Indian Bubble Tea Street

Bursting the Bubble – Tim Jeffrey 11th January 2013

As brand consultants our job is to listen and observe, it’s one of our brand values, empathy.

Travelling as all of the partners do, meeting new people and experiencing new brands every month, provides us with a fair amount of time to reflect on some of the more minor observations of life and not critical to benefiting our clients’ future health.

Having said that, they may not be critical, but they are intrinsically connected to our work and at times drive me crazy. What follows can be seen as anything from a serious point of view, to a personal one. In fact the term ‘rant ‘springs to mind. You must make up your own mind, either way it’s not my concern, it’s my bubble to burst not yours. Read on.

If you need reminding again, we have an office in Mumbai and I was interested to hear that there is countrywide rage with the Indian government at the moment, due to the fact that they propose to allow overseas business giants to take a 51 per cent stake in the country’s biggest retailers. In particular it would seem that Tesco are already in the firing line as they are seen as being at the root of the demise of local business and manufacturing. Oh really?

Clearly the Indian government, as is said of all politicians, has not a clue about business, especially retail.

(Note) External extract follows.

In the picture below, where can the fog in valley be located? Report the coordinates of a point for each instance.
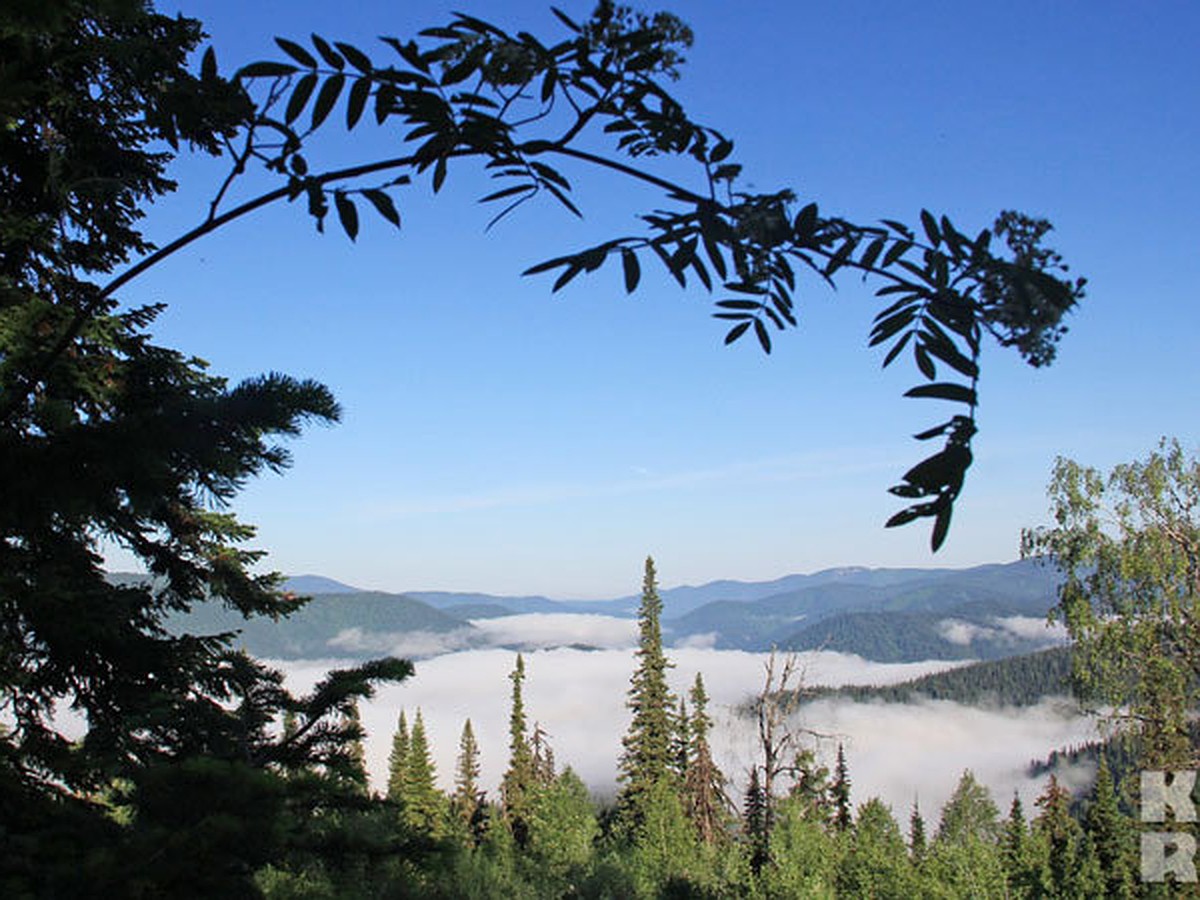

Let Tesco in, are they mad? Have they not looked to the UK to see the effect a superstore has on the local business community, never mind a country that depends so much on local trade and small holding to help people just to survive.

A Country Of Three Parts

India is a country of three parts; the part that has, the part that is working damn hard to get it and the part that has not and hasn’t got a snowballs chance in hell of getting it. The former rules, the ones in the middle will succeed given the right support and the latter will continue to strive to barely exist.  Do those in the Indian government think that big business will put the needs of the local community first or go for keeping the shareholders happy?

Look no further than our own backyard. In this country Out of Town Retail Planning laws has a lot to answer for, some local high streets have turned into ghost towns and these hearts of communities have shrivelled to emitting a barely noticeable beat.

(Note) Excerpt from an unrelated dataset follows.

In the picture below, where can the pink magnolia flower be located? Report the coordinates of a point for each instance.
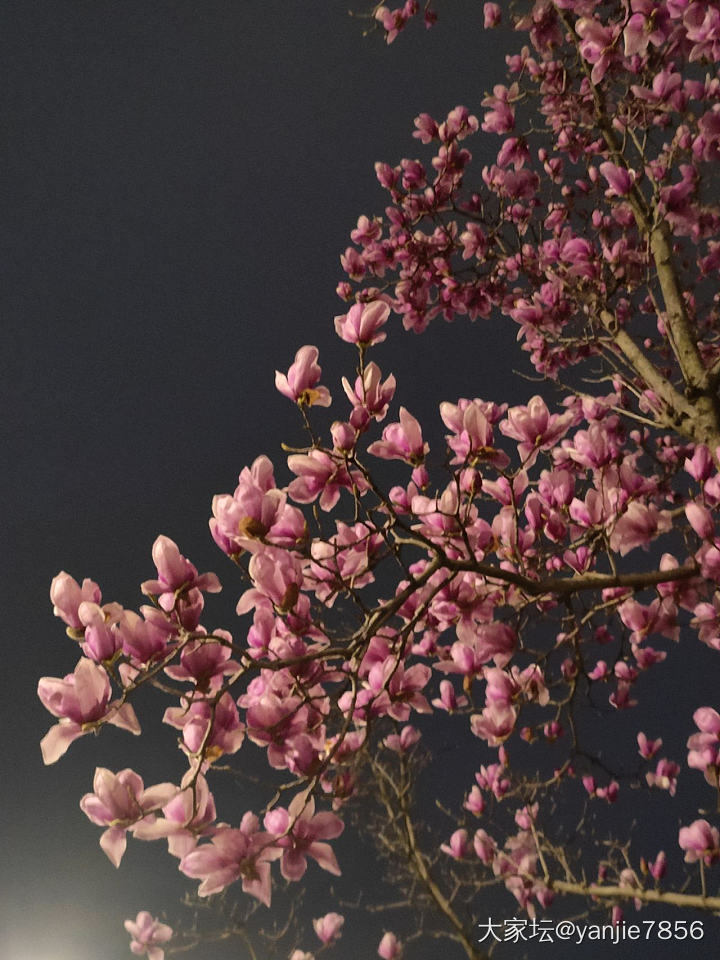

Actually its local government that I believe are the true perpetrators, they are the ones that said yes when a new road or bypass was dangled in front of their nose. Ironically they the ones now begging Mary Portas to come and put it all back together again and despite her strong reputation and skills, I fear her proposals will fall on stony ground.

“A Nation Of Small Shopkeepers”

Even Napoleon Bonaparte (that French guy with his hat on sideways always stirring up trouble) famously said “You English are a nation of small shopkeepers, wait ’til I invade and open a Carrefour”. Twenty or more years ago the Americans identified the same problem and as is so typical created a new name for it. It was called the ‘Donut factor’; move everything to the outside and you end up with nothing in the middle except tumbleweed.

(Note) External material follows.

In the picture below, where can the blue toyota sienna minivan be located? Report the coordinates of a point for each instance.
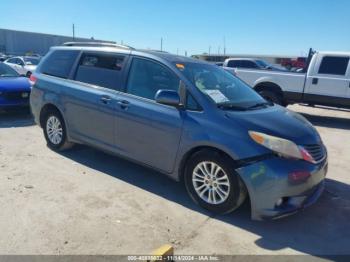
(186, 118)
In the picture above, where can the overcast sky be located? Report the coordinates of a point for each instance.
(249, 26)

So back to my original point, in some provinces they are burning an effigy of Manmohan Singh, the Prime Minister. I have to admire them for their direct action, and I am with them on this one, beware Dr Singh you have no idea of the storm you are brewing. As for Mr Cameron, I urge you take note of what happens when government does it’s own thing with retail, get things back on track with the high street before you start screwing up the suburbs with a home extension free for all.

There. That’s my bubble burst.

Tim Jeffrey is Retail Director at I-AM.